6月3日

 

 環境省、国立環境研究所(NIES)、宇宙航空研究開発機構(JAXA)は2日、温室効果ガス観測技術衛星「いぶき」(GOSAT)観測データを使って、地上から上空までの「地球大気全体(全大気)」のメタンの平均濃度を算出したところ、北半球の初夏〜夏(5〜7月)に極小、北半球の晩秋〜冬(11〜2月)に極大となる季節変動を経ながら年々上昇し、今年1月には過去最高の約1815 ppb(*注1) を記録したと発表した。さらに推定経年平均濃度(*注2)は一昨年2015年頃に増加率が上昇し、今年2月には過去最高の約1809 ppb に達したことも判明。メタンは二酸化炭素に次いで地球温暖化に与える影響の大きい重要な温室効果ガスとして知られている。

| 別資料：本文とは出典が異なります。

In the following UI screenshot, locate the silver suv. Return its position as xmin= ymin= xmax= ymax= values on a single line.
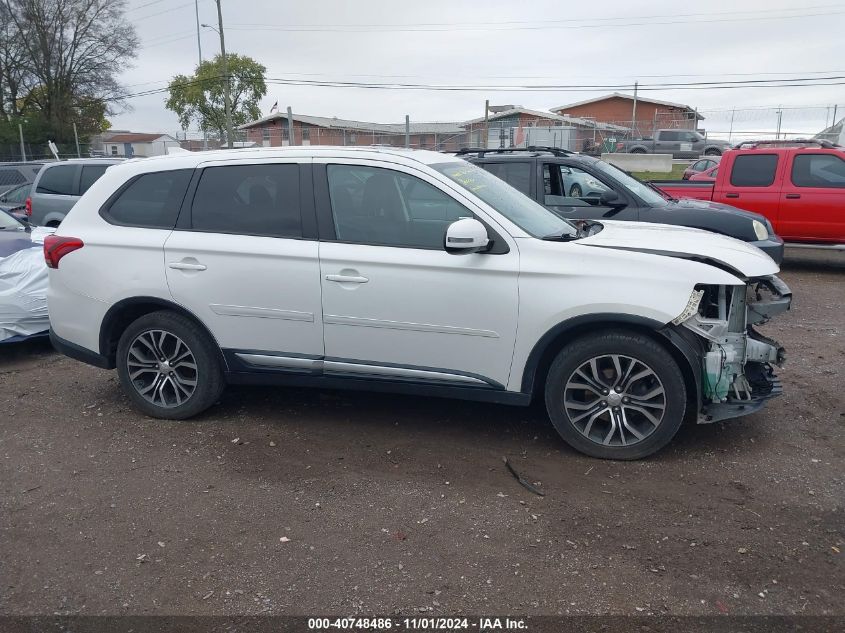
xmin=26 ymin=158 xmax=121 ymax=226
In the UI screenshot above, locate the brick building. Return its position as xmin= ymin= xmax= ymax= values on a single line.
xmin=462 ymin=106 xmax=629 ymax=151
xmin=551 ymin=92 xmax=704 ymax=136
xmin=239 ymin=112 xmax=466 ymax=151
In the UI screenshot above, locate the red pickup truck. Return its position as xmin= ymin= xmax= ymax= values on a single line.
xmin=651 ymin=140 xmax=845 ymax=249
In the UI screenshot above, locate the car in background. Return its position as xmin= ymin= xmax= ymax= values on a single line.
xmin=681 ymin=156 xmax=722 ymax=180
xmin=0 ymin=183 xmax=32 ymax=220
xmin=458 ymin=147 xmax=783 ymax=263
xmin=689 ymin=165 xmax=719 ymax=182
xmin=0 ymin=161 xmax=45 ymax=195
xmin=616 ymin=130 xmax=731 ymax=158
xmin=651 ymin=139 xmax=845 ymax=250
xmin=26 ymin=158 xmax=123 ymax=227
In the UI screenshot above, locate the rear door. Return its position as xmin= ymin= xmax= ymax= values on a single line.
xmin=713 ymin=150 xmax=784 ymax=230
xmin=314 ymin=159 xmax=519 ymax=389
xmin=775 ymin=150 xmax=845 ymax=244
xmin=164 ymin=159 xmax=323 ymax=371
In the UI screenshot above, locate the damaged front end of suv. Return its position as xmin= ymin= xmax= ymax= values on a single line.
xmin=672 ymin=275 xmax=792 ymax=423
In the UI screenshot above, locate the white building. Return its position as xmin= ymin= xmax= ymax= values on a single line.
xmin=92 ymin=132 xmax=179 ymax=158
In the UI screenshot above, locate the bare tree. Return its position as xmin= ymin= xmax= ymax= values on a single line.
xmin=0 ymin=0 xmax=138 ymax=136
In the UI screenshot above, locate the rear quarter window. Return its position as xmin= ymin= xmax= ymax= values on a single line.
xmin=101 ymin=169 xmax=194 ymax=229
xmin=36 ymin=165 xmax=77 ymax=196
xmin=792 ymin=154 xmax=845 ymax=189
xmin=731 ymin=154 xmax=778 ymax=187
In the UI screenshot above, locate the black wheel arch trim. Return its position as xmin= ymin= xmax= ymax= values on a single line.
xmin=521 ymin=313 xmax=702 ymax=408
xmin=99 ymin=297 xmax=228 ymax=371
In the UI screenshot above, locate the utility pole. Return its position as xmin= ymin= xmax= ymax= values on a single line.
xmin=479 ymin=99 xmax=490 ymax=149
xmin=195 ymin=0 xmax=208 ymax=150
xmin=18 ymin=123 xmax=26 ymax=162
xmin=73 ymin=121 xmax=82 ymax=158
xmin=288 ymin=106 xmax=293 ymax=145
xmin=216 ymin=0 xmax=234 ymax=149
xmin=631 ymin=81 xmax=639 ymax=135
xmin=728 ymin=108 xmax=736 ymax=143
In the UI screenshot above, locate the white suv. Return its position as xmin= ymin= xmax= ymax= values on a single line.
xmin=44 ymin=147 xmax=791 ymax=459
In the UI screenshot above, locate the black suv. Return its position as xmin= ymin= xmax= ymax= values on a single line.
xmin=457 ymin=147 xmax=783 ymax=264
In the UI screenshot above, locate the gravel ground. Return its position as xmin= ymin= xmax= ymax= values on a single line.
xmin=0 ymin=252 xmax=845 ymax=616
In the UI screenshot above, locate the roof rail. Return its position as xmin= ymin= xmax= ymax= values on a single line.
xmin=733 ymin=138 xmax=842 ymax=149
xmin=455 ymin=145 xmax=576 ymax=158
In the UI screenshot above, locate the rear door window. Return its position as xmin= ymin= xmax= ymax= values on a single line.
xmin=36 ymin=165 xmax=77 ymax=196
xmin=0 ymin=169 xmax=26 ymax=189
xmin=481 ymin=161 xmax=531 ymax=196
xmin=792 ymin=154 xmax=845 ymax=189
xmin=731 ymin=154 xmax=778 ymax=187
xmin=191 ymin=164 xmax=302 ymax=237
xmin=79 ymin=165 xmax=109 ymax=196
xmin=102 ymin=169 xmax=193 ymax=229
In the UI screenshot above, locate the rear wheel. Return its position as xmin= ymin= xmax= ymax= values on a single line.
xmin=545 ymin=332 xmax=686 ymax=460
xmin=117 ymin=311 xmax=225 ymax=420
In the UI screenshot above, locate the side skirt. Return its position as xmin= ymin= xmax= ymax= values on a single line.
xmin=223 ymin=350 xmax=531 ymax=406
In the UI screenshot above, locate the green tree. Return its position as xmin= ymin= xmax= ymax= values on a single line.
xmin=165 ymin=53 xmax=267 ymax=139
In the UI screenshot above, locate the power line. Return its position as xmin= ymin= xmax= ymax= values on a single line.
xmin=226 ymin=11 xmax=845 ymax=33
xmin=226 ymin=3 xmax=842 ymax=30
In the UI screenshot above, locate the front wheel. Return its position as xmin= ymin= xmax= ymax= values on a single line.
xmin=545 ymin=332 xmax=686 ymax=460
xmin=117 ymin=311 xmax=225 ymax=420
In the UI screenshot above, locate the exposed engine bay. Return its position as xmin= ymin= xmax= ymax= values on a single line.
xmin=673 ymin=275 xmax=792 ymax=422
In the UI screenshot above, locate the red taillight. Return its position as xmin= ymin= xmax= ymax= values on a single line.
xmin=44 ymin=235 xmax=85 ymax=268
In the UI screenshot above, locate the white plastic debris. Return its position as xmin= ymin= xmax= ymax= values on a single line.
xmin=0 ymin=243 xmax=50 ymax=342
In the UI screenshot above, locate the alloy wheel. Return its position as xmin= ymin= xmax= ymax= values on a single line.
xmin=126 ymin=330 xmax=198 ymax=409
xmin=563 ymin=354 xmax=666 ymax=446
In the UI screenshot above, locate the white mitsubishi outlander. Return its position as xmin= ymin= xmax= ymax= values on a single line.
xmin=44 ymin=147 xmax=792 ymax=459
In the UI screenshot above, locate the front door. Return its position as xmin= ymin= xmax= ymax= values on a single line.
xmin=164 ymin=161 xmax=323 ymax=371
xmin=315 ymin=159 xmax=519 ymax=388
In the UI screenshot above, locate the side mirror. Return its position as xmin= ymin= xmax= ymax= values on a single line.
xmin=599 ymin=189 xmax=627 ymax=208
xmin=446 ymin=218 xmax=490 ymax=255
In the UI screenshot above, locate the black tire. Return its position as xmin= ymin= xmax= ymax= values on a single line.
xmin=116 ymin=311 xmax=226 ymax=420
xmin=545 ymin=331 xmax=686 ymax=460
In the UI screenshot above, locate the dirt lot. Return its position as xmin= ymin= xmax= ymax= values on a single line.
xmin=0 ymin=248 xmax=845 ymax=616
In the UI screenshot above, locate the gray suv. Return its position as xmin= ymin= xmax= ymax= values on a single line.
xmin=27 ymin=158 xmax=121 ymax=226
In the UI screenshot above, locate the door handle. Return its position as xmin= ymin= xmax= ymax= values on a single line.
xmin=167 ymin=262 xmax=207 ymax=270
xmin=326 ymin=275 xmax=369 ymax=284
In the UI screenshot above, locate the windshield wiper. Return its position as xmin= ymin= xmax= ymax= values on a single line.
xmin=540 ymin=229 xmax=584 ymax=242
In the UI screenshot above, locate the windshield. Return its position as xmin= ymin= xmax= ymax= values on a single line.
xmin=0 ymin=211 xmax=23 ymax=231
xmin=430 ymin=162 xmax=578 ymax=237
xmin=593 ymin=160 xmax=667 ymax=206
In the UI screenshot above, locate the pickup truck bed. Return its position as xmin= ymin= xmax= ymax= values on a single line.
xmin=651 ymin=141 xmax=845 ymax=248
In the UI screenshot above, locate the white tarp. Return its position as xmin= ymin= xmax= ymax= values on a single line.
xmin=0 ymin=230 xmax=52 ymax=342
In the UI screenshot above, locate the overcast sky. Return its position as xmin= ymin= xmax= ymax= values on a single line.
xmin=111 ymin=0 xmax=845 ymax=136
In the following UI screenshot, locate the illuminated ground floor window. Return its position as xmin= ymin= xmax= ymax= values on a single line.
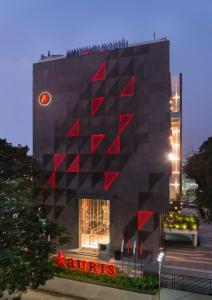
xmin=79 ymin=198 xmax=110 ymax=248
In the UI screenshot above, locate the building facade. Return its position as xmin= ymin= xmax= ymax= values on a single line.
xmin=33 ymin=39 xmax=171 ymax=266
xmin=169 ymin=74 xmax=182 ymax=200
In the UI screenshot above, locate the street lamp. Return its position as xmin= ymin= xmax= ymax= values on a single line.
xmin=157 ymin=251 xmax=164 ymax=300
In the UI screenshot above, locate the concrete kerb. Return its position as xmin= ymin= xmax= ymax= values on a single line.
xmin=39 ymin=277 xmax=158 ymax=300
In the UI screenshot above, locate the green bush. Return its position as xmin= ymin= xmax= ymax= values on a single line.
xmin=56 ymin=267 xmax=159 ymax=294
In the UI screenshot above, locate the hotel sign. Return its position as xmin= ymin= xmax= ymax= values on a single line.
xmin=55 ymin=251 xmax=116 ymax=276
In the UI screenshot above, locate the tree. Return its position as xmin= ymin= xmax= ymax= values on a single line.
xmin=0 ymin=140 xmax=70 ymax=297
xmin=184 ymin=137 xmax=212 ymax=216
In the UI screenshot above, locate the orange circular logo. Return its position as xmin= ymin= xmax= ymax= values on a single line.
xmin=38 ymin=92 xmax=52 ymax=106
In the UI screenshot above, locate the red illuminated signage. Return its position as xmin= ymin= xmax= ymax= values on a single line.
xmin=55 ymin=251 xmax=116 ymax=276
xmin=38 ymin=92 xmax=52 ymax=106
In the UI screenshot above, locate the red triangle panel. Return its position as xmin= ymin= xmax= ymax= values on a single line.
xmin=106 ymin=135 xmax=120 ymax=154
xmin=66 ymin=119 xmax=80 ymax=136
xmin=120 ymin=76 xmax=135 ymax=96
xmin=119 ymin=114 xmax=133 ymax=133
xmin=66 ymin=154 xmax=80 ymax=173
xmin=55 ymin=250 xmax=65 ymax=267
xmin=54 ymin=153 xmax=66 ymax=172
xmin=138 ymin=210 xmax=154 ymax=231
xmin=92 ymin=61 xmax=106 ymax=81
xmin=91 ymin=97 xmax=105 ymax=117
xmin=91 ymin=133 xmax=105 ymax=153
xmin=104 ymin=172 xmax=120 ymax=191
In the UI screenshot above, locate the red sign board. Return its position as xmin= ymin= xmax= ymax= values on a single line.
xmin=55 ymin=251 xmax=116 ymax=276
xmin=38 ymin=92 xmax=51 ymax=106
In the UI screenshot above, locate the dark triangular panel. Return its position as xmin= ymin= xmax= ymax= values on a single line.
xmin=92 ymin=154 xmax=105 ymax=172
xmin=80 ymin=154 xmax=91 ymax=172
xmin=66 ymin=137 xmax=79 ymax=154
xmin=79 ymin=136 xmax=90 ymax=154
xmin=56 ymin=172 xmax=66 ymax=189
xmin=43 ymin=205 xmax=54 ymax=218
xmin=67 ymin=189 xmax=77 ymax=204
xmin=54 ymin=189 xmax=66 ymax=205
xmin=149 ymin=173 xmax=163 ymax=191
xmin=105 ymin=155 xmax=119 ymax=170
xmin=43 ymin=154 xmax=54 ymax=170
xmin=105 ymin=96 xmax=119 ymax=116
xmin=106 ymin=78 xmax=119 ymax=97
xmin=55 ymin=206 xmax=65 ymax=220
xmin=80 ymin=83 xmax=92 ymax=99
xmin=107 ymin=60 xmax=119 ymax=78
xmin=139 ymin=192 xmax=151 ymax=210
xmin=54 ymin=137 xmax=66 ymax=153
xmin=119 ymin=154 xmax=131 ymax=170
xmin=120 ymin=60 xmax=134 ymax=77
xmin=124 ymin=216 xmax=137 ymax=241
xmin=92 ymin=81 xmax=105 ymax=98
xmin=66 ymin=173 xmax=78 ymax=188
xmin=119 ymin=47 xmax=133 ymax=57
xmin=43 ymin=189 xmax=54 ymax=203
xmin=92 ymin=172 xmax=104 ymax=188
xmin=79 ymin=172 xmax=90 ymax=187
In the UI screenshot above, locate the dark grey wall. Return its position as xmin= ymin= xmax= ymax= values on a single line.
xmin=33 ymin=42 xmax=170 ymax=260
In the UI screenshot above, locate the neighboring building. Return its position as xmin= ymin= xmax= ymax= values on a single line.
xmin=169 ymin=74 xmax=182 ymax=200
xmin=33 ymin=39 xmax=171 ymax=270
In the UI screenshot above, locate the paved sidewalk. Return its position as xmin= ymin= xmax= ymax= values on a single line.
xmin=160 ymin=289 xmax=212 ymax=300
xmin=22 ymin=289 xmax=212 ymax=300
xmin=21 ymin=290 xmax=75 ymax=300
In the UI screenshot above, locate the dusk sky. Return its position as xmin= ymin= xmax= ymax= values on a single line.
xmin=0 ymin=0 xmax=212 ymax=157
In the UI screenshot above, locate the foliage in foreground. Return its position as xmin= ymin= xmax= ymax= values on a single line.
xmin=0 ymin=139 xmax=70 ymax=297
xmin=57 ymin=267 xmax=159 ymax=294
xmin=0 ymin=180 xmax=69 ymax=293
xmin=164 ymin=212 xmax=199 ymax=230
xmin=184 ymin=137 xmax=212 ymax=217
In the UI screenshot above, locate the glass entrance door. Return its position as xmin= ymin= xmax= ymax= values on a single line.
xmin=79 ymin=198 xmax=110 ymax=248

 衛星で観測できる地域は、太陽高度が高くかつ雲のない特定の地域に限られるため、算出した「全大気」の濃度は、「いぶき」の観測データに基づきモデル的手法を用いて推定した結果である。「全大気」月別平均値とそれに基づいて算出した推定経年平均濃度のグラフを以下の図1の通り。この数字は、地表面の平均濃度(米国海洋大気庁がデータを公開している)より40 ppbほど低い結果が出ているが、この傾向はメタンが大気中で分解されるために上空ほど低濃度になることと整合的なものであるとしている。

 

(C) 環境省、国立環境研究所、宇宙航空研究開発機構

 

 温室効果ガス観測技術衛星「いぶき」(GOSAT)は、環境省、NIES、及びJAXAが共同で開発した世界初の温室効果ガス観測専用の衛星であり、2009年1月23日の打上げ以降、現在も観測を継続。今回の濃度算出においては、2009年5月から2017年2月までの約8年間の観測データを用いている。

 

 なお「いぶき」による月別メタンの全大気平均濃度データは、6月2日より国立環境研究所NIESのホームページに公開されている。

 https://www.gosat.nies.go.jp/recent-global-ch4.html

 

*注1:微量の気体の濃度等を表す単位で、1 ppbは10億分の1の割合を意味する。